Cassandra hardened herself up, not allowing anyone else into her heart, blocking the male species out of her mind entirely. As she aged, she began to realize that she was unnattracted to the gender entirely. A sudden interest in those of her own sex flared in her. When telling her parents she thought she was bisexual, her father had back-handed her, sending her sprawling across the room. She had attended school with a bruise spanning the entirity of her cheek, and she received no apology from either of her parents. She was furious with them for several weeks, but the tension between them eventually died down.
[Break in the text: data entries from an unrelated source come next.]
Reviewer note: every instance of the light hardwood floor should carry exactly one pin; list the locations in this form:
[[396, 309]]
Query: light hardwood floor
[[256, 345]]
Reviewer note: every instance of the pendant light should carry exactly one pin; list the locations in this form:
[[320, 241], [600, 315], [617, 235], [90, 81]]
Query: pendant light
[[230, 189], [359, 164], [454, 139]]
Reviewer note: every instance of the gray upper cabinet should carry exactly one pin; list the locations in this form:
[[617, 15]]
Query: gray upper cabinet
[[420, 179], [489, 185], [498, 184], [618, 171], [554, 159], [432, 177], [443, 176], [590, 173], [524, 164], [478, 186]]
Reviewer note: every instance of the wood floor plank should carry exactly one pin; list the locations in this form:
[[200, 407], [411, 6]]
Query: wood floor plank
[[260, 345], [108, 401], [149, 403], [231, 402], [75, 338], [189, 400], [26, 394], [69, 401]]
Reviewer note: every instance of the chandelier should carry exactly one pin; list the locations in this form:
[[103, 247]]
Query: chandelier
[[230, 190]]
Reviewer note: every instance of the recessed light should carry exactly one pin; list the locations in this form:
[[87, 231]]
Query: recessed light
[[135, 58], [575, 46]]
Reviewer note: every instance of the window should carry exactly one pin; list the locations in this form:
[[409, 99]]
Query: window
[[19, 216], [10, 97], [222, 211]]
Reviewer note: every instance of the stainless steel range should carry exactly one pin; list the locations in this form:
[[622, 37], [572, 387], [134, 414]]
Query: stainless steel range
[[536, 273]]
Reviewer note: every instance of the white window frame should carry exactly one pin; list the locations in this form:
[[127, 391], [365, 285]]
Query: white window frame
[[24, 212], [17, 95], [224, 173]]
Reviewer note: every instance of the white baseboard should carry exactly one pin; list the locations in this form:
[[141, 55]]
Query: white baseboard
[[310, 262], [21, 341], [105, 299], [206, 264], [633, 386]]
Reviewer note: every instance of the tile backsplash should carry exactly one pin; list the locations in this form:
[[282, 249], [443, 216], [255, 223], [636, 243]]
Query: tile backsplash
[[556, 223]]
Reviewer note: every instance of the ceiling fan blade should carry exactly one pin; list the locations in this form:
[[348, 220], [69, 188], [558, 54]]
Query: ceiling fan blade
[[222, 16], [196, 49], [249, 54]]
She figured the shock had driven her sweet, loving father to resort to violence and nothing else. The topic was never brought up again.
Though she had been informed it was quite illegal, Cassandra began to prepare herself for the Hunger Games. Not necessarily in the same manner as the tributes from districts one, two, and four did, with private trainers and deadly weapons at hand. But she joined the afterschool track team at school, learned to dash long distances, to endure the most grueling of tasks. She toned up her body, and was eventually transformed from the scrawny teenager she had once been to a healthy young woman.